Find the inverse Laplace transform?

[Success]

Homework Statement

Find the inverse Laplace transform of F(s)=(2s-3)/(s^2-4).

Homework Equations

I don't want to find the answer by looking at the Table.
F(s)=2s/(s^2-4)-3/(s^2-4)

The Attempt at a Solution

The answer is f(t)=2 cosh 2t - (3/2) sinh 2t.

 

[Ray Vickson]

Homework Statement

Find the inverse Laplace transform of F(s)=(2s-3)/(s^2-4).

Homework Equations

I don't want to find the answer by looking at the Table.
F(s)=2s/(s^2-4)-3/(s^2-4)

The Attempt at a Solution

The answer is f(t)=2 cosh 2t - (3/2) sinh 2t.

Show your work. You are required to make an effort before receiving help here.

 

[Mandelbroth]

Homework Statement

Find the inverse Laplace transform of F(s)=(2s-3)/(s^2-4).

Homework Equations

I don't want to find the answer by looking at the Table.
F(s)=2s/(s^2-4)-3/(s^2-4)

The Attempt at a Solution

The answer is f(t)=2 cosh 2t - (3/2) sinh 2t.
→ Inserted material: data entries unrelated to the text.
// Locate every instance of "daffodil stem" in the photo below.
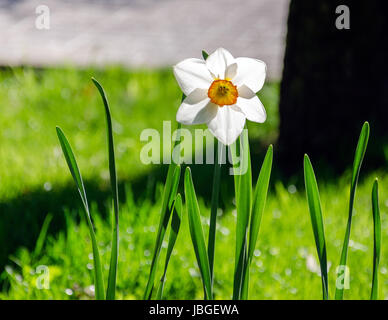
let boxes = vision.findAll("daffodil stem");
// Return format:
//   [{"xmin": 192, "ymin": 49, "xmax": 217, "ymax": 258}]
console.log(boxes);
[{"xmin": 207, "ymin": 139, "xmax": 223, "ymax": 288}]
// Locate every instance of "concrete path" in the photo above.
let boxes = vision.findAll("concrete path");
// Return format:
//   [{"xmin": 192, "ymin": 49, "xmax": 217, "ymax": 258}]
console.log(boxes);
[{"xmin": 0, "ymin": 0, "xmax": 289, "ymax": 79}]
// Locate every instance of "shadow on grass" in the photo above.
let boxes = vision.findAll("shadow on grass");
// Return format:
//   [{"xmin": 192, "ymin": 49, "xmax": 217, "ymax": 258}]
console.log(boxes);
[{"xmin": 0, "ymin": 137, "xmax": 374, "ymax": 273}]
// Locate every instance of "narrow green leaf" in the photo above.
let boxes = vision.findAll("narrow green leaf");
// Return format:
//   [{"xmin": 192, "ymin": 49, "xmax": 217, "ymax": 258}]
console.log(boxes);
[
  {"xmin": 32, "ymin": 213, "xmax": 53, "ymax": 260},
  {"xmin": 144, "ymin": 163, "xmax": 181, "ymax": 300},
  {"xmin": 207, "ymin": 139, "xmax": 224, "ymax": 287},
  {"xmin": 156, "ymin": 193, "xmax": 182, "ymax": 300},
  {"xmin": 57, "ymin": 127, "xmax": 105, "ymax": 300},
  {"xmin": 241, "ymin": 145, "xmax": 273, "ymax": 300},
  {"xmin": 304, "ymin": 154, "xmax": 329, "ymax": 300},
  {"xmin": 233, "ymin": 130, "xmax": 252, "ymax": 300},
  {"xmin": 335, "ymin": 122, "xmax": 369, "ymax": 300},
  {"xmin": 92, "ymin": 78, "xmax": 119, "ymax": 300},
  {"xmin": 185, "ymin": 167, "xmax": 213, "ymax": 299},
  {"xmin": 370, "ymin": 178, "xmax": 381, "ymax": 300}
]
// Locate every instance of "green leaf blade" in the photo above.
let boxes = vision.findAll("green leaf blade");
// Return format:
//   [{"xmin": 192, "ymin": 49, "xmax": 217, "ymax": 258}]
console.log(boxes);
[
  {"xmin": 241, "ymin": 145, "xmax": 273, "ymax": 300},
  {"xmin": 371, "ymin": 179, "xmax": 381, "ymax": 300},
  {"xmin": 92, "ymin": 78, "xmax": 119, "ymax": 300},
  {"xmin": 56, "ymin": 127, "xmax": 105, "ymax": 300},
  {"xmin": 143, "ymin": 163, "xmax": 181, "ymax": 300},
  {"xmin": 156, "ymin": 193, "xmax": 182, "ymax": 300},
  {"xmin": 335, "ymin": 122, "xmax": 370, "ymax": 300},
  {"xmin": 184, "ymin": 167, "xmax": 213, "ymax": 299},
  {"xmin": 233, "ymin": 130, "xmax": 252, "ymax": 300}
]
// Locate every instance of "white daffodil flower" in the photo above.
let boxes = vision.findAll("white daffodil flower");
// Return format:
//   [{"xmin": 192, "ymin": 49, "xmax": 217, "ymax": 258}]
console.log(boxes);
[{"xmin": 173, "ymin": 48, "xmax": 267, "ymax": 145}]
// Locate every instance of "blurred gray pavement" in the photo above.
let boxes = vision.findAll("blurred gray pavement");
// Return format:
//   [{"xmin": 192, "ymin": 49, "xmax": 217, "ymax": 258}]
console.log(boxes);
[{"xmin": 0, "ymin": 0, "xmax": 290, "ymax": 79}]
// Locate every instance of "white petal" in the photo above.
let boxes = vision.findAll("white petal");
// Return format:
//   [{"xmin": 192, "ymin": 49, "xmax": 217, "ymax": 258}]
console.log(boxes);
[
  {"xmin": 207, "ymin": 106, "xmax": 245, "ymax": 146},
  {"xmin": 206, "ymin": 48, "xmax": 235, "ymax": 79},
  {"xmin": 176, "ymin": 89, "xmax": 218, "ymax": 124},
  {"xmin": 236, "ymin": 95, "xmax": 267, "ymax": 123},
  {"xmin": 225, "ymin": 63, "xmax": 237, "ymax": 79},
  {"xmin": 232, "ymin": 58, "xmax": 267, "ymax": 92},
  {"xmin": 173, "ymin": 58, "xmax": 213, "ymax": 96}
]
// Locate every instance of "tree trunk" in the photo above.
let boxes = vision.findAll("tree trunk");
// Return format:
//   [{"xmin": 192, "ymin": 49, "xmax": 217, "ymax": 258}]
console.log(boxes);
[{"xmin": 278, "ymin": 0, "xmax": 388, "ymax": 175}]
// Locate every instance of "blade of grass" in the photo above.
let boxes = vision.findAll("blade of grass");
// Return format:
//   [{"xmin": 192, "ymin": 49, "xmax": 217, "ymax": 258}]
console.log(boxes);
[
  {"xmin": 202, "ymin": 50, "xmax": 223, "ymax": 288},
  {"xmin": 370, "ymin": 178, "xmax": 381, "ymax": 300},
  {"xmin": 144, "ymin": 163, "xmax": 181, "ymax": 300},
  {"xmin": 241, "ymin": 145, "xmax": 273, "ymax": 300},
  {"xmin": 207, "ymin": 139, "xmax": 223, "ymax": 287},
  {"xmin": 185, "ymin": 167, "xmax": 213, "ymax": 300},
  {"xmin": 335, "ymin": 122, "xmax": 369, "ymax": 300},
  {"xmin": 233, "ymin": 130, "xmax": 252, "ymax": 300},
  {"xmin": 56, "ymin": 127, "xmax": 104, "ymax": 300},
  {"xmin": 32, "ymin": 213, "xmax": 53, "ymax": 260},
  {"xmin": 143, "ymin": 94, "xmax": 186, "ymax": 300},
  {"xmin": 92, "ymin": 78, "xmax": 119, "ymax": 300},
  {"xmin": 304, "ymin": 154, "xmax": 329, "ymax": 300},
  {"xmin": 156, "ymin": 193, "xmax": 182, "ymax": 300}
]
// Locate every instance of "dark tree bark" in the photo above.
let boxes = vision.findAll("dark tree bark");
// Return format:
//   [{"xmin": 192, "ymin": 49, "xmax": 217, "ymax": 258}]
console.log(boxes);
[{"xmin": 278, "ymin": 0, "xmax": 388, "ymax": 175}]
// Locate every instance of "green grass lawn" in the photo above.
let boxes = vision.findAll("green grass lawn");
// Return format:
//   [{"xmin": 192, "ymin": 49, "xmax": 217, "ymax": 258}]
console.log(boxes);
[{"xmin": 0, "ymin": 67, "xmax": 388, "ymax": 299}]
Show some work. Then we can help.

Edit: I wasn't fast enough.

 

[Success]

F(s)=2s/(s^2-4)-3/(s^2-4)
A/(s+2)+B/(s-2)-A/(s+2)+B/(s-2)

 

[HallsofIvy]

Alright, and now what? You said you wanted to find the inverse Laplace Transform without "looking at the table". There is a very complex formula for finding an inverse Laplace Transform directly but that is exceptionally difficult to use! That is why there are tables!

So I guess you could do what you have already tried to do, write the transform as a sum of "partial fractions" and try to remember (without looking at the table!) what the original function for each is.

You have, however, done the 'partial fractions' incorrectly. From what you have you should have seen that your "A/(s+2)" and "-A/(s+ 2)" will cancel while "B/(s-2)" and "+B/(s- 2)" will add. You want [itex](2s- 3)/(s^2- 4)= (2s- 3)/((s+2)(s-2))= A/(s+2)+ B/(s-2).

 

[Mandelbroth]

Alright, and now what? You said you wanted to find the inverse Laplace Transform without "looking at the table". There is a very complex formula for finding an inverse Laplace Transform directly but that is exceptionally difficult to use! That is why there are tables!

I see what you did there. Very complex formula.

For the sake of making what we mean clear to the OP, your inverse Laplace transform will be given by $$\mathcal{L}^{-1}\left\{\frac{2s-3}{s^2-4}\right\}(t)=\frac{1}{2\pi i}\lim_{b\rightarrow\infty}\int_{a-bi}^{a+bi}e^{st}\left(\frac{2s-3}{s^2-4}\right)~ds,$$ for $a$ greater than 2. This is typically considered undesirable to have to compute.

 

[Success]

Mandel, is that the only way to solve this problem?

 

[Success]

Also, what to do after you get A/(s+2)+B/(s-2)?

 

[vela]

Find A and B.

 

[Success]

Never mind. I got it using the table. Thanks for the help, everyone.